The way he said it made clear exactly how insane that accomplishment was.

"Most cultivators who dedicate themselves to the Slaughter Path take decades to reach first stage Intent," Yan Shou continued, his voice gaining strength as he fell back on lecture mode to process what he’d witnessed. "The talented ones might achieve it in ten years with proper guidance. The truly exceptional prodigies occasionally manage it in five years. But second stage?" He laughed, though the sound held no humor. "I’ve been cultivating the Slaughter Line for three thousand years, and I only reached third stage Intent eight hundred years ago. Do you understand what that means? What you just accomplished?"

Long Chen didn’t know what to say to that, so he stayed quiet.

Yan Shou ran a hand through his hair, clearly struggling to process everything. "And that’s not even addressing whatever that awakening was. That black mark on your chest, those eyes, the aura you’re radiating..." He shook his head firmly. "I’ve never seen anything like it. Not in three millennia of testing candidates."

"About that," Long Chen started, but Yan Shou cut him off with a sharp gesture.

"Don’t." The guardian’s voice was firm. "Don’t ask me to explain what’s happening with your heart. I saw the vision too—the projection was visible on the screen while you experienced it—but I don’t have answers for you."

"You saw?" Long Chen’s surprise was genuine.

"The Dao realm is monitored," Yan Shou explained. "I witnessed everything. The endless killing, the patterns spreading across your skin, your consciousness fading into pure instinct." His expression grew more serious. "And then the seal breaking. The heart awakening. The memory projection of a man giving up his own heart to seal inside an infant."

He moved closer to Long Chen, his gaze intense. "I don’t know who that man was. The formations blocking his face from view were beyond my ability to analyze—Upper World techniques, probably, designed specifically to prevent identification. But based on what I witnessed, based on the power radiating from him and the level of skill required to perform that kind of heart transplant seal..." Yan Shou paused. "He was someone important. Extremely important. And he went to extraordinary lengths to hide your origin."

"My origin," Long Chen repeated quietly.

"The heart inside you isn’t yours," Yan Shou stated bluntly. "It belonged to someone else originally. Someone connected to the Slaughter Dao so deeply that their heart itself became a Connate Entity. And they sealed it inside you for reasons I can only speculate about."

He stepped back, creating distance again. "Whatever you are, whatever you’re becoming—it’s beyond my knowledge. The heart is yours now, integrated completely with your body. But the consciousness fragments it carries, the memories locked inside it..." Yan Shou shook his head. "Those aren’t mine to interpret or explain. You’ll have to discover those truths yourself."
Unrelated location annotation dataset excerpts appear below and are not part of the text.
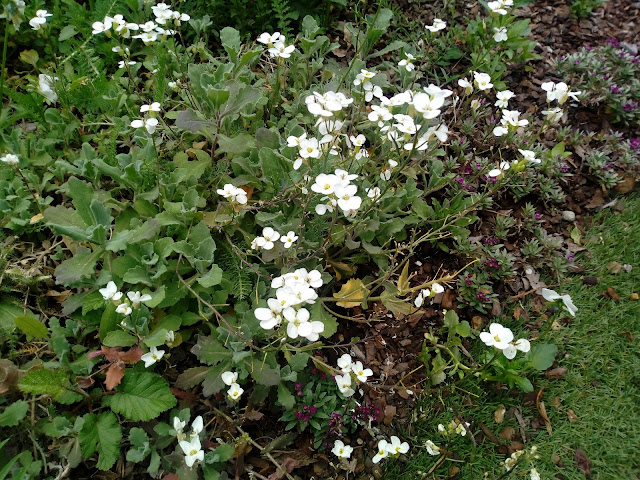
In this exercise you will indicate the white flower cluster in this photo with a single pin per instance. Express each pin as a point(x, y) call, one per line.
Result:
point(325, 104)
point(500, 6)
point(502, 338)
point(231, 380)
point(233, 193)
point(350, 369)
point(111, 292)
point(276, 45)
point(192, 449)
point(40, 19)
point(453, 428)
point(559, 91)
point(150, 31)
point(338, 191)
point(425, 293)
point(270, 236)
point(393, 449)
point(553, 296)
point(10, 159)
point(370, 90)
point(293, 290)
point(150, 122)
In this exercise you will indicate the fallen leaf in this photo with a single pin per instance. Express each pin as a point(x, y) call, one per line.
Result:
point(582, 462)
point(614, 267)
point(507, 433)
point(612, 294)
point(556, 373)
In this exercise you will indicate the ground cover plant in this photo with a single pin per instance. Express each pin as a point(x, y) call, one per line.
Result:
point(206, 250)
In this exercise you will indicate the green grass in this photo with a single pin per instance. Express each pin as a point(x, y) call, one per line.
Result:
point(602, 385)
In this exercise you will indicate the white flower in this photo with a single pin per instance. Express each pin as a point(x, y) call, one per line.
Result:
point(432, 448)
point(498, 336)
point(345, 363)
point(373, 193)
point(383, 451)
point(553, 115)
point(149, 123)
point(437, 25)
point(552, 296)
point(499, 6)
point(101, 27)
point(344, 384)
point(152, 356)
point(40, 19)
point(503, 98)
point(501, 34)
point(280, 50)
point(229, 378)
point(408, 62)
point(482, 80)
point(269, 317)
point(124, 309)
point(396, 447)
point(464, 83)
point(360, 372)
point(341, 450)
point(147, 37)
point(269, 39)
point(234, 194)
point(197, 426)
point(192, 451)
point(529, 156)
point(10, 159)
point(110, 292)
point(178, 425)
point(136, 298)
point(289, 239)
point(235, 392)
point(152, 107)
point(559, 91)
point(45, 85)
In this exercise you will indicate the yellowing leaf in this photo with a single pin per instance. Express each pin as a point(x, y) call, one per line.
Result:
point(351, 294)
point(403, 280)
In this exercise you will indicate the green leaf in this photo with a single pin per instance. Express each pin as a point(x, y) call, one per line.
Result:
point(285, 397)
point(119, 338)
point(81, 265)
point(139, 445)
point(48, 382)
point(230, 39)
point(14, 413)
point(541, 356)
point(142, 396)
point(102, 434)
point(31, 326)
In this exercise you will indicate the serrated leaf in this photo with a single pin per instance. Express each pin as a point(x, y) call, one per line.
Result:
point(351, 294)
point(42, 381)
point(102, 434)
point(14, 413)
point(142, 396)
point(31, 326)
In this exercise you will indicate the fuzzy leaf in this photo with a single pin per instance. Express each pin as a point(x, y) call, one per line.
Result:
point(142, 396)
point(102, 434)
point(351, 294)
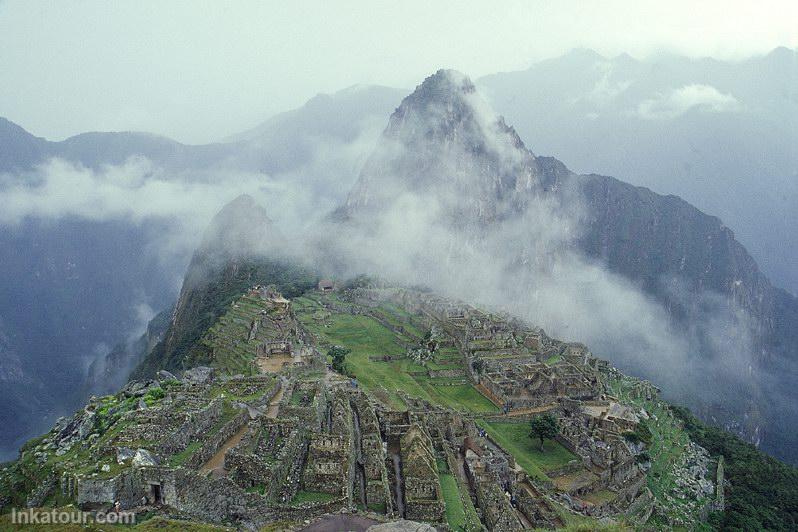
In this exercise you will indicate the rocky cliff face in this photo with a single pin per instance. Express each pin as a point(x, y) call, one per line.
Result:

Long Chen absorbed this information silently. Yan Shou didn’t know who the red-haired man was, couldn’t identify what bloodline or technique had been used, had no answers about why the original Long Chen had been chosen for this.

But the guardian had confirmed something important: this wasn’t just a cultivation technique or bloodline inheritance. This was something far more personal, more deliberate. Someone had sealed their heart—their very essence—inside this body for a specific purpose.